Patrick Prior: Wie sind deine Erfahrungen zum Thema „Legal Tech in Rechtsabteilungen“?

Tom Brägelmann: Die Rechtsabteilungen haben häufig den Vorteil, dass sie nicht nur Geld für Legal Tech haben, sie haben auch regelmäßig mehr Anwält:innen, die sich in verschiedenen Rechtsgebieten auskennen. Da in Rechtsabteilungen nicht die Konkurrenz herrscht, wie zum Beispiel in Kanzleien, wo alle noch Partner werden wollen, kann in Rechtsabteilungen unter Einsatz von moderner Software ein schönes, kollaboratives Arbeiten möglich sein.

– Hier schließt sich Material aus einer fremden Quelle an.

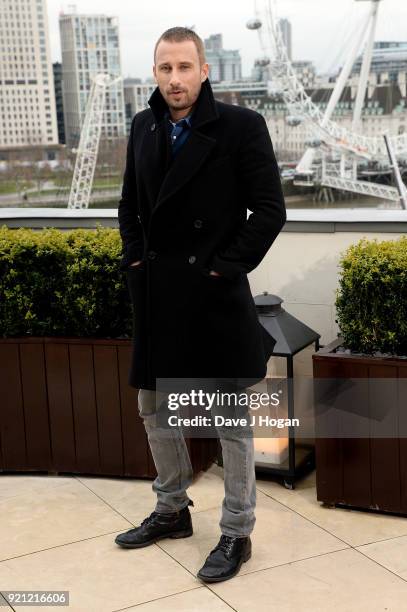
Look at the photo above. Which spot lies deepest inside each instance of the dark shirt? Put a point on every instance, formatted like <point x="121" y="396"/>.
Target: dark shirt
<point x="178" y="131"/>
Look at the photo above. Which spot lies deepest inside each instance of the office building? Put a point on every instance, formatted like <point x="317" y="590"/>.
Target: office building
<point x="90" y="45"/>
<point x="27" y="99"/>
<point x="224" y="64"/>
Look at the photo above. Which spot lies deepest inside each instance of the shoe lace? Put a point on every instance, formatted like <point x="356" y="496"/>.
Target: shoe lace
<point x="149" y="519"/>
<point x="225" y="544"/>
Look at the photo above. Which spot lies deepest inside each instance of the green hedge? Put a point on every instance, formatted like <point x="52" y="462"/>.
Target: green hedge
<point x="63" y="283"/>
<point x="371" y="300"/>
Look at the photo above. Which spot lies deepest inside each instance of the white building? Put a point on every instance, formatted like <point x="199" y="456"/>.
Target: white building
<point x="224" y="64"/>
<point x="286" y="34"/>
<point x="27" y="98"/>
<point x="136" y="96"/>
<point x="90" y="45"/>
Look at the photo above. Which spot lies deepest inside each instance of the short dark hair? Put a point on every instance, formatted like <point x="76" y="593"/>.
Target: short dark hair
<point x="179" y="34"/>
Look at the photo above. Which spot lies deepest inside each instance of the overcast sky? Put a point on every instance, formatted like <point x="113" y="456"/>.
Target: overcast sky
<point x="320" y="28"/>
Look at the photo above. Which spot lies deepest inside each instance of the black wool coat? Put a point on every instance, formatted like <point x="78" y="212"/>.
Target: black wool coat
<point x="185" y="216"/>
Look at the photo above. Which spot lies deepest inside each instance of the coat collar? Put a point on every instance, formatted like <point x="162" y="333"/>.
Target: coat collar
<point x="205" y="109"/>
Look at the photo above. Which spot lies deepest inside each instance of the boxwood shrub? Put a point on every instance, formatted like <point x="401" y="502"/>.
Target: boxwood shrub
<point x="371" y="300"/>
<point x="63" y="283"/>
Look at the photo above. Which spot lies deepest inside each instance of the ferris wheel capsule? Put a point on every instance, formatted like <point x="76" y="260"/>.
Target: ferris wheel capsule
<point x="262" y="61"/>
<point x="314" y="143"/>
<point x="253" y="24"/>
<point x="293" y="120"/>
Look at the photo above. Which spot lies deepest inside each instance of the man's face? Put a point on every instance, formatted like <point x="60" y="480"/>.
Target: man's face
<point x="179" y="75"/>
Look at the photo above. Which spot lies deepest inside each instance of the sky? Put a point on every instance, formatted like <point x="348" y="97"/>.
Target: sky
<point x="321" y="29"/>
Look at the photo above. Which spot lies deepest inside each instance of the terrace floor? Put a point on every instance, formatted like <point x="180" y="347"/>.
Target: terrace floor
<point x="57" y="533"/>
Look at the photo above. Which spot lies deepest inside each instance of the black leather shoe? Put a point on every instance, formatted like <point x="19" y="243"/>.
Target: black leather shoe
<point x="156" y="527"/>
<point x="225" y="560"/>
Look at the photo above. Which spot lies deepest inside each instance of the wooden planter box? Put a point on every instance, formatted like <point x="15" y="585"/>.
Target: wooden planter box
<point x="367" y="472"/>
<point x="66" y="406"/>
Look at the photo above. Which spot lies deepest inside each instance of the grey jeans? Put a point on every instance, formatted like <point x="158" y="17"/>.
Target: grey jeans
<point x="174" y="469"/>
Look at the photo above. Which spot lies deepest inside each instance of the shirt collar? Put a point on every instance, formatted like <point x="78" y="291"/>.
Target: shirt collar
<point x="187" y="118"/>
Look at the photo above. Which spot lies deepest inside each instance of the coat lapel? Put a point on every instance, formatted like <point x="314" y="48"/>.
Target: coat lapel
<point x="193" y="152"/>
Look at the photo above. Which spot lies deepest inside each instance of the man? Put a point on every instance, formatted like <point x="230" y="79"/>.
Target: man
<point x="194" y="166"/>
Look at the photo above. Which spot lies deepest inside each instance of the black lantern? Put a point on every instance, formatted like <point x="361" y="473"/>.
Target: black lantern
<point x="290" y="457"/>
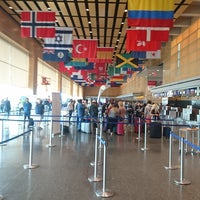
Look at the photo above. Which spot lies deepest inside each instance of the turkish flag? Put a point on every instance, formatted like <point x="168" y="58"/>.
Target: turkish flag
<point x="83" y="48"/>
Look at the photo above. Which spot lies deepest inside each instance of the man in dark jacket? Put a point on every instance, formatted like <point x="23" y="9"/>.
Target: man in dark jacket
<point x="80" y="113"/>
<point x="93" y="111"/>
<point x="27" y="106"/>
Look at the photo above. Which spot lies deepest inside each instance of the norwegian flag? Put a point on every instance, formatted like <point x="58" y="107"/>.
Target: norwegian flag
<point x="38" y="24"/>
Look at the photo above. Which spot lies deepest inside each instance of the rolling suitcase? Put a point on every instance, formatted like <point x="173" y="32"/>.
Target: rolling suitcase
<point x="120" y="128"/>
<point x="166" y="131"/>
<point x="155" y="130"/>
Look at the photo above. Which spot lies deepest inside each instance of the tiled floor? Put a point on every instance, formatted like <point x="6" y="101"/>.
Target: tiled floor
<point x="64" y="169"/>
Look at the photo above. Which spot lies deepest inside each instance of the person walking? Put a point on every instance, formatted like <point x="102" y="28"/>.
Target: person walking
<point x="7" y="107"/>
<point x="39" y="110"/>
<point x="93" y="111"/>
<point x="80" y="113"/>
<point x="27" y="106"/>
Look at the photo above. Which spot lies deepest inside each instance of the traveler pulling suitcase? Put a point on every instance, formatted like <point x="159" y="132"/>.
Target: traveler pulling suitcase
<point x="120" y="128"/>
<point x="166" y="132"/>
<point x="155" y="130"/>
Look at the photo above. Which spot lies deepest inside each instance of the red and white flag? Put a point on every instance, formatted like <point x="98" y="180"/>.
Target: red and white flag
<point x="104" y="55"/>
<point x="38" y="24"/>
<point x="149" y="33"/>
<point x="83" y="48"/>
<point x="139" y="45"/>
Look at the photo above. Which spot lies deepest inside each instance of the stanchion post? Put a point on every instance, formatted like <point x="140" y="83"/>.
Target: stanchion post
<point x="145" y="138"/>
<point x="62" y="127"/>
<point x="99" y="162"/>
<point x="30" y="165"/>
<point x="139" y="130"/>
<point x="182" y="181"/>
<point x="50" y="136"/>
<point x="170" y="167"/>
<point x="95" y="178"/>
<point x="101" y="131"/>
<point x="2" y="131"/>
<point x="104" y="192"/>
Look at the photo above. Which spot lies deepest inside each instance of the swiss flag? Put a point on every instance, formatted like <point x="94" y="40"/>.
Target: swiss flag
<point x="139" y="45"/>
<point x="149" y="33"/>
<point x="38" y="24"/>
<point x="83" y="48"/>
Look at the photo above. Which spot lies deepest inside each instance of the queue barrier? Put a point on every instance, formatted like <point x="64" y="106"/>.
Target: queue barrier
<point x="104" y="193"/>
<point x="30" y="165"/>
<point x="181" y="180"/>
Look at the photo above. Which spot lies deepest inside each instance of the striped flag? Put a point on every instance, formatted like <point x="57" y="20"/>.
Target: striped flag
<point x="139" y="45"/>
<point x="104" y="55"/>
<point x="37" y="24"/>
<point x="146" y="54"/>
<point x="149" y="33"/>
<point x="62" y="39"/>
<point x="154" y="13"/>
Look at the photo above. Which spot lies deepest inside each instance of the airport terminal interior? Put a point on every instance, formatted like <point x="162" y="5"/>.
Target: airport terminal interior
<point x="63" y="168"/>
<point x="137" y="156"/>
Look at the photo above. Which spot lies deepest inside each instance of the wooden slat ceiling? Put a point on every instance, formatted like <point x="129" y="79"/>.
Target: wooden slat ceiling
<point x="105" y="20"/>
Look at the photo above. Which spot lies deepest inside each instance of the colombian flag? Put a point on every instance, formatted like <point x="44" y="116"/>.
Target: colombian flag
<point x="150" y="13"/>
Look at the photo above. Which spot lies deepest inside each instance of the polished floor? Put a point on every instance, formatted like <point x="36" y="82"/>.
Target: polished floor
<point x="63" y="166"/>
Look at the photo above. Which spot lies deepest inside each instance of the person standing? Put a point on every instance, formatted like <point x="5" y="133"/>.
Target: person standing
<point x="80" y="113"/>
<point x="7" y="107"/>
<point x="93" y="111"/>
<point x="27" y="106"/>
<point x="121" y="120"/>
<point x="39" y="110"/>
<point x="70" y="109"/>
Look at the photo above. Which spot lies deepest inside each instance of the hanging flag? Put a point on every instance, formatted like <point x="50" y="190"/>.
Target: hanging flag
<point x="37" y="24"/>
<point x="126" y="60"/>
<point x="83" y="48"/>
<point x="55" y="55"/>
<point x="139" y="45"/>
<point x="79" y="76"/>
<point x="62" y="39"/>
<point x="77" y="62"/>
<point x="146" y="54"/>
<point x="149" y="33"/>
<point x="104" y="55"/>
<point x="90" y="66"/>
<point x="154" y="13"/>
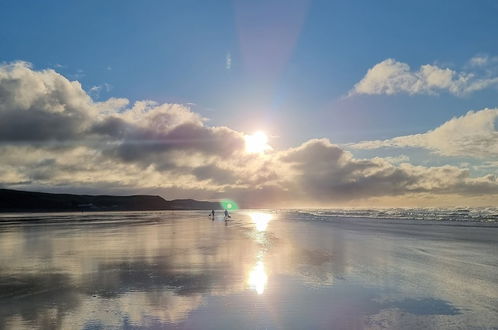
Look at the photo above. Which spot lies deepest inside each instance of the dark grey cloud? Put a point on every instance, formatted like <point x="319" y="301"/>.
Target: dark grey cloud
<point x="53" y="136"/>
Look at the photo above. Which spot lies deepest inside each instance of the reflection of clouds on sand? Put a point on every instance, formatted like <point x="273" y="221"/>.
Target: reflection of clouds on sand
<point x="158" y="274"/>
<point x="260" y="220"/>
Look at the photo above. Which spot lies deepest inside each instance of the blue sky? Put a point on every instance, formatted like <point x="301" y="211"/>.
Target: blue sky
<point x="290" y="68"/>
<point x="175" y="51"/>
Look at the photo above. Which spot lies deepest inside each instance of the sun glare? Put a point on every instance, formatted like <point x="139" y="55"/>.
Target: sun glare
<point x="257" y="143"/>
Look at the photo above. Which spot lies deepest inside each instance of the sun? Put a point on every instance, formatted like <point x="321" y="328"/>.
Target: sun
<point x="257" y="143"/>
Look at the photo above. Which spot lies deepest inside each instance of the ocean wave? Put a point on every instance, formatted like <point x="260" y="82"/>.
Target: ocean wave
<point x="489" y="214"/>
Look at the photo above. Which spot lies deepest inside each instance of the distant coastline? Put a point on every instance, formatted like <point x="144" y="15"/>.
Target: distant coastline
<point x="30" y="201"/>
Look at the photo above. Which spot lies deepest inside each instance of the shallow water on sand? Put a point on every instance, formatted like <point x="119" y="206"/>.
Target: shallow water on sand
<point x="275" y="270"/>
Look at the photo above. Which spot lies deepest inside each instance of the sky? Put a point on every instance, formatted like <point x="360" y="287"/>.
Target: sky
<point x="382" y="103"/>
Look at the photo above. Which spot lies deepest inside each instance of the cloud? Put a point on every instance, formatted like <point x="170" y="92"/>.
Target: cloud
<point x="474" y="134"/>
<point x="55" y="137"/>
<point x="392" y="77"/>
<point x="41" y="105"/>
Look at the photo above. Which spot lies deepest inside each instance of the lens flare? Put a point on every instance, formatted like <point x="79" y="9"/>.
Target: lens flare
<point x="228" y="204"/>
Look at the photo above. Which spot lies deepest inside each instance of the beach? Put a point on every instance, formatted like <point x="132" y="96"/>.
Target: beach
<point x="263" y="269"/>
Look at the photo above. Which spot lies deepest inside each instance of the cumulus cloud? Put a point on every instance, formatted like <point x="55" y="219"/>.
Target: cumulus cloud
<point x="392" y="77"/>
<point x="474" y="134"/>
<point x="54" y="136"/>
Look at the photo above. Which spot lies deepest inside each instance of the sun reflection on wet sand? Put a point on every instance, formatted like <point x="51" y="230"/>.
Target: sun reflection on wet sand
<point x="258" y="278"/>
<point x="261" y="220"/>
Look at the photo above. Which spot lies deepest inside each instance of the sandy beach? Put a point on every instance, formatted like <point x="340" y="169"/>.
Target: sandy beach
<point x="262" y="270"/>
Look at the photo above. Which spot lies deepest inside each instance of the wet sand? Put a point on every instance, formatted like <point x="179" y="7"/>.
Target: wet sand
<point x="180" y="270"/>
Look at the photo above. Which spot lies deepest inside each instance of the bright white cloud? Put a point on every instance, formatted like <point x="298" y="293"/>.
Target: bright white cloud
<point x="474" y="134"/>
<point x="54" y="135"/>
<point x="392" y="77"/>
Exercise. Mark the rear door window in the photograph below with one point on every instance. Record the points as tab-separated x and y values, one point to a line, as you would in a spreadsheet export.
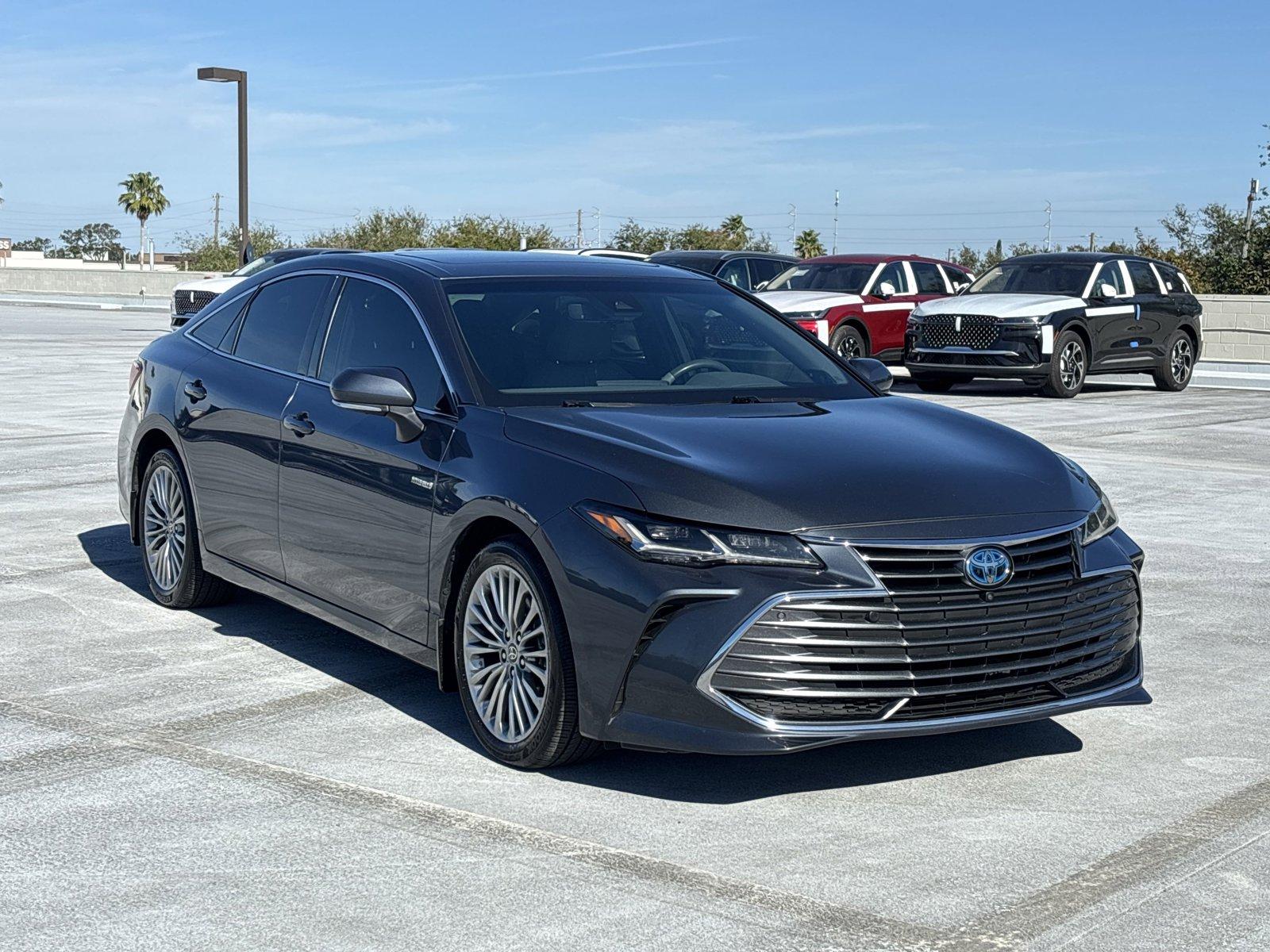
281	321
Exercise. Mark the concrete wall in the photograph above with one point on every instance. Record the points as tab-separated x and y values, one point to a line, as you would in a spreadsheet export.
1236	328
93	282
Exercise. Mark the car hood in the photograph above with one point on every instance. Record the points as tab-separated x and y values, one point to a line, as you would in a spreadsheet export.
217	286
864	463
795	301
1000	305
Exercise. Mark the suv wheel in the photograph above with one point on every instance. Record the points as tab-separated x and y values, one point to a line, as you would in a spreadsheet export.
169	539
1179	365
514	666
849	343
1067	367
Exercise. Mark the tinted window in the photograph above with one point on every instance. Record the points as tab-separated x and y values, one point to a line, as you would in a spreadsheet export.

Ob es immer so ist? Dazu muss aber schon mal die (Legal Tech-)Software auch funktionieren. Ich kenne durchaus etliche Fälle, in denen Rechtsabteilungen sich wunderbare Software-Lizenzen angelacht haben und dann diese kaum benutzt wurden. Warum wurden diese kaum benutzt? Weil der Rest des Unternehmens nicht gefragt wurde oder dann mit der neuen Software nicht klar kam. Die Rechtsabteilung ist eben keine zauberhafte Insel sondern u.U. eine nicht immer intern beliebte Kostenstelle. Deswegen muss sie häufig auch mit den Softwarelösungen vorlieb nehmen, die der Rest des Unternehmens benutzt. Und wenn es auch nur Slack ist – Slack ist ja in Softwareunternehmen und im Journalismus sehr beliebt – Jurist:innen fremdeln m.W. damit, auch jüngere, das weiß ich aber nur anekdotenhaft.

Über den Interviewten: Tom Brägelmann ist ein international erfahrener Restrukturierungsexperte. Als Wirtschaftsanwalt ist er sowohl in Deutschland als auch in den USA als Anwalt zugelassen. Er war auch über drei Jahre als Anwalt für Bankruptcy/Insolvenz- und Urheberrecht in New York City tätig. Brägelmann ist überdies bestens vertraut mit den neuesten technologischen Entwicklungen in der Rechtsberatung, insbesondere mit der weltweiten Digitalisierung des Wirtschaftsrechts.